Discordant 26Al/10Be ratios as an indicator of bedrock plucking: case studies from northern Australia
Dr Toshiyuki Fujioka1, Dr Jan-Hendrik May2, Dr David Fink3, E. Prof Gerald Nanson4
1CENIEH, Burgos, Spain, 2University of Melbourne, Melbourne, Australia, 3ANSTO, Sydney, Australia, 4University of Wollongong, Wollongong, Australia
With the number of multi cosmogenic nuclide data from detrital samples increased, it becomes apparent that discordant ²⁶Al/¹⁰Be ratios are not exception but common. Traditionally, depressed ²⁶Al/¹⁰Be ratios, below the nominal production ratio of 6.8, have been interpreted as prior burial. However, in northern Australia, such scenario is highly unlikely as the region is subject to intensive annual floods and therefore river channels normally lack long-term sediment storage. Another possible interpretation for lower ²⁶Al/¹⁰Be ratios is non-steady state erosion, such as stochastic bedrock plucking.

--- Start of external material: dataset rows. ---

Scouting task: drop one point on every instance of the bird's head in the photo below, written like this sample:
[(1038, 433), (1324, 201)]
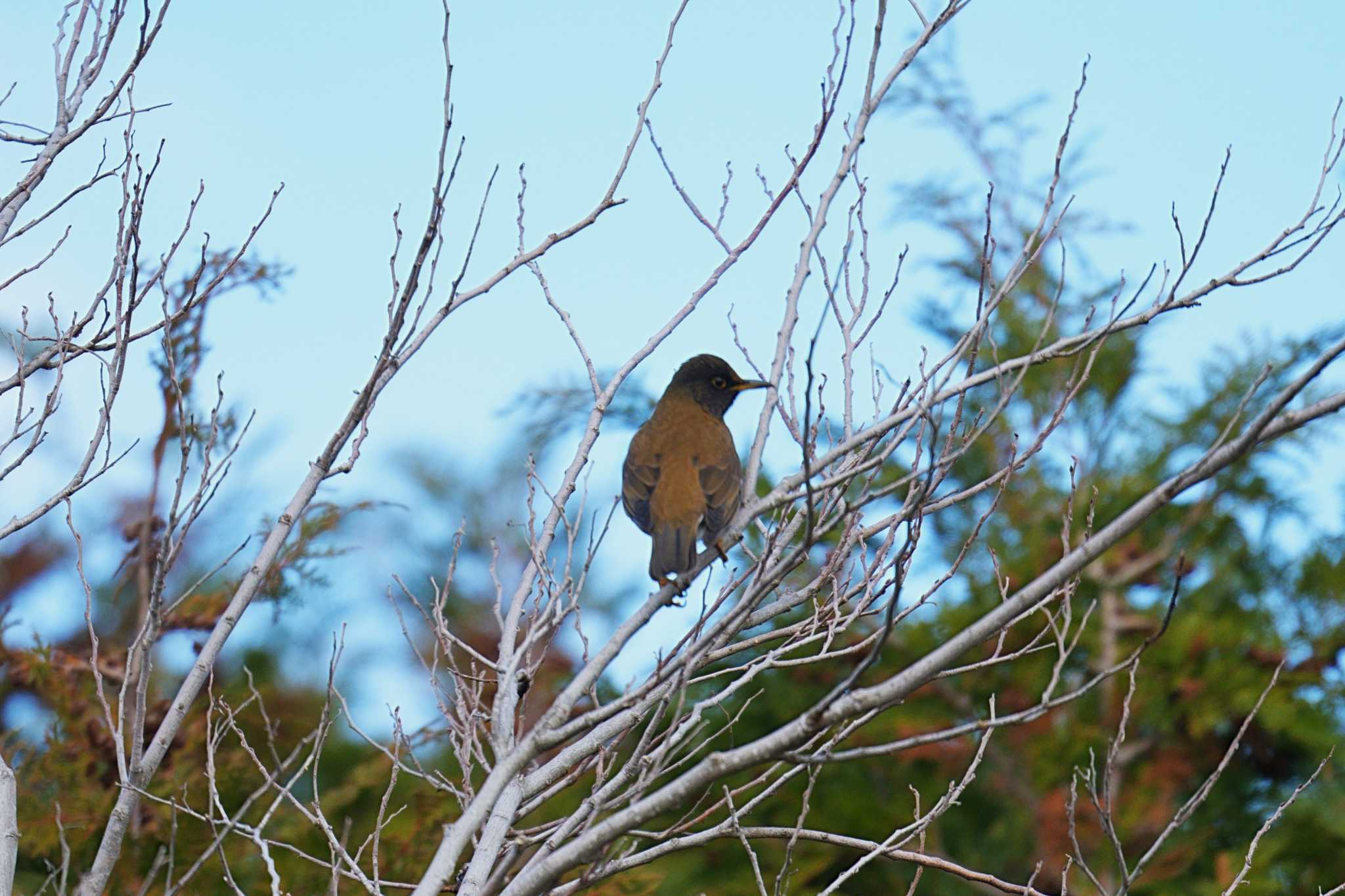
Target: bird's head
[(712, 383)]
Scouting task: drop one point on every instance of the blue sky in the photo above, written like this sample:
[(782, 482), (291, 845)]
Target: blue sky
[(341, 102)]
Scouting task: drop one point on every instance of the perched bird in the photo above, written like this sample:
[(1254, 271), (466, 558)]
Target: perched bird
[(682, 476)]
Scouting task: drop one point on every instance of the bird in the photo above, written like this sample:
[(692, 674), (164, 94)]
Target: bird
[(682, 476)]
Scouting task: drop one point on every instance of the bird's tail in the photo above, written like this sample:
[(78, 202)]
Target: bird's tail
[(674, 550)]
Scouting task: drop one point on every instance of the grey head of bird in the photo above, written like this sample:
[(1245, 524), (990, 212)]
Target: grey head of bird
[(711, 382)]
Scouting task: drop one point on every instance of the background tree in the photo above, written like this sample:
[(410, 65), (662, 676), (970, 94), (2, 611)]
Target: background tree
[(1099, 621)]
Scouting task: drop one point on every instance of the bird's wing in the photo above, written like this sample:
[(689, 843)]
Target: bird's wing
[(638, 481), (721, 482)]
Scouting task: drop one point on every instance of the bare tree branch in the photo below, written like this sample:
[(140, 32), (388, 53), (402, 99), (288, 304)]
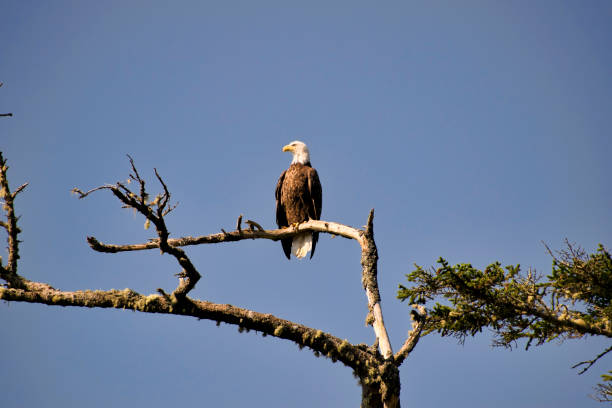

Such interpretation has an important implication to the sediment source and production mechanism, and therefore to the basin-wide erosion rate approach that assumes a steady-state erosion at sediment source. In this study, we measured ¹⁰Be and ²⁶Al concentrations from three different waterfall sites in northern Australia with contrasting lithological and physical characteristics, in an attempt to capture depleted ²⁶Al/¹⁰Be ratios. Our results indicate that ²⁶Al/¹⁰Be ratios from two sandstone-dominated sites show consistently lower values (4.3-6.1), consistent with non-steady erosion interpretation, whereas data from a quartzite-dominated site (5.9-6.9) are indistinguishable from steady-state interpretation. Detrital samples collected downstream at each site indicate the similar trend as respective bedrock sites, implying that sediments are largely derived from the waterfall bedrock surfaces. In this paper, we discuss the results in the context of lithological difference and physical erosion mechanism between the sites.
Dr Fujioka has expertise in development and application of cosmogenic nuclide dating. He completed his PhD in ANU, Canberra, Australia in 2007. He then worked at ANSTO as a research scientist for 10 years. In 2020, he moved to CENIEH, Burgos, Spain to establish a new cosmogenic dating laboratory.